Questa connessione e connotazione diventa un modo necessario per unire l’IO al
NOI, cercando di uscire dalla spirale perversa del modello individualistico e
narcisistico imperante. Non è un caso che molti studiosi, recentemente, abbiano
parlato di “mindscape”, ovvero di paesaggio mentale... ma in questo caso il
discorso si dilaterebbe e per ragioni di sintesi mi fermo.
G.G.: Ci racconta
come avviene un suo laboratorio e in particolare che rapporto lega la storia
dell’arte e la storia della cura attraverso l’arte nei diversi ambienti:
scuola, carcere, comunità, musei?
C.C.: Posso riportare la traccia di un laboratorio
effettuato presso il museo Burri agli ex essiccatoi di tabacco di Città di
Castello qualche anno fa; il titolo era “Il rosso e il nero”: presentazione dell’iniziativa e breve orientamento degli spazi e delle opere esposte a cura
di un incaricato del museo Burri. Breve training motorio con fantasia guidata e
giochi di contatto all’interno di una sala espositiva. Visita individuale alle
opere esposte e “adozione” di un quadro esposto; osservazione e
rispecchiamento; ricerca di contatto con l’immagine ed elaborazione
grafico-pittorica di risposta:
- Partire dalla parte rossa o dalla parte nera del lavoro e continuare lavorando solo sullo stesso colore;
- In una seconda parte, eventualmente, inserire un elemento del colore mancante (o rosso, se il lavoro è stato fatto solo con materiali neri, o viceversa).

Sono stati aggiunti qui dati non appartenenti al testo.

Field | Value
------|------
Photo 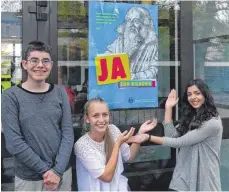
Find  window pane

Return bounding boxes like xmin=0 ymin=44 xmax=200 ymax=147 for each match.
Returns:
xmin=1 ymin=0 xmax=22 ymax=91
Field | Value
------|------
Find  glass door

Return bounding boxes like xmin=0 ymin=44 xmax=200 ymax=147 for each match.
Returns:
xmin=193 ymin=1 xmax=229 ymax=191
xmin=57 ymin=1 xmax=180 ymax=190
xmin=1 ymin=0 xmax=22 ymax=191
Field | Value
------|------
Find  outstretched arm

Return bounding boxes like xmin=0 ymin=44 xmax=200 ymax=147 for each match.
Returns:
xmin=2 ymin=93 xmax=51 ymax=176
xmin=150 ymin=119 xmax=222 ymax=148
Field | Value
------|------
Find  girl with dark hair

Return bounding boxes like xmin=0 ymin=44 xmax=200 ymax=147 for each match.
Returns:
xmin=128 ymin=79 xmax=223 ymax=191
xmin=74 ymin=98 xmax=157 ymax=191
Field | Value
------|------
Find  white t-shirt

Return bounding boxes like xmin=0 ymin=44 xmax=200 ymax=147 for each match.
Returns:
xmin=74 ymin=125 xmax=130 ymax=191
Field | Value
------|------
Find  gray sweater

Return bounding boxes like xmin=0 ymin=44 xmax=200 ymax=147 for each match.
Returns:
xmin=163 ymin=117 xmax=223 ymax=191
xmin=2 ymin=85 xmax=74 ymax=180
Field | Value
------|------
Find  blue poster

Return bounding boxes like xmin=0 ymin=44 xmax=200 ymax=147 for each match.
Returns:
xmin=88 ymin=1 xmax=158 ymax=109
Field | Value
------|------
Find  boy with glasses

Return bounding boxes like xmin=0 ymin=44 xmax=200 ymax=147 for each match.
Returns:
xmin=2 ymin=41 xmax=74 ymax=191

Esposizione del proprio elaborato davanti al quadro d’ispirazione e feedback conclusivo.
Per ciò che riguarda la connessione fra storia dell’arte e
storia della cura, le applicazioni nei diversi ambienti, ne parlo diffusamente
nel libro, quindi sarà sufficiente leggerlo. Per rispondere in maniera
sintetica alla domanda dovrei scrivere un altro capitolo.
G.G.: In un libro di
racconti dello scrittore americano George Saunders, dal titolo Bengodi, edito
da Minimum fax qualche annetto fa, le storie erano ambientate in parchi a tema
americani. Che ne pensa e che rapporto vede tra l’arteterapia e questa tendenza
di ricostruire un passato o un luogo all’interno di uno spazio, snaturandone le
caratteristiche? E che ci può dire dei visionary environments e cosa è un
Ecomuseo?
C.C.: Nel primo caso dovremmo coinvolgere l’aspetto
rievocativo di un luogo “segnato” come un parco a tema, cioè comprenderne la
valenza coinvolgente. Ci sarebbe anche da ricordare quanto questi luoghi siano
spesso effimeri, mantenuti in vita dalla flebo di mode, pubblicità, motivazioni
commerciali, quindi gusti destinati a finire abbastanza rapidamente.
La Long
Island cantata da Van Morrison, per il cantautore è il luogo della nostalgia di
un’altra età, contenitore della rêverie. I parchi storici sono intrisi di altre
atmosfere, “egualmente commestibili”. In fin dei conti quando entriamo in un
sito è come se entrassimo in un quadro alla stregua del turista giapponese che
visita il museo Van Gogh ed entra letteralmente nell’opera nel film Sogni di
Kurosawa. Perciò non parlerei di snaturamento, si tratta invece di utilizzare
il genius loci di un luogo per ritrovare una parte frammentata di noi.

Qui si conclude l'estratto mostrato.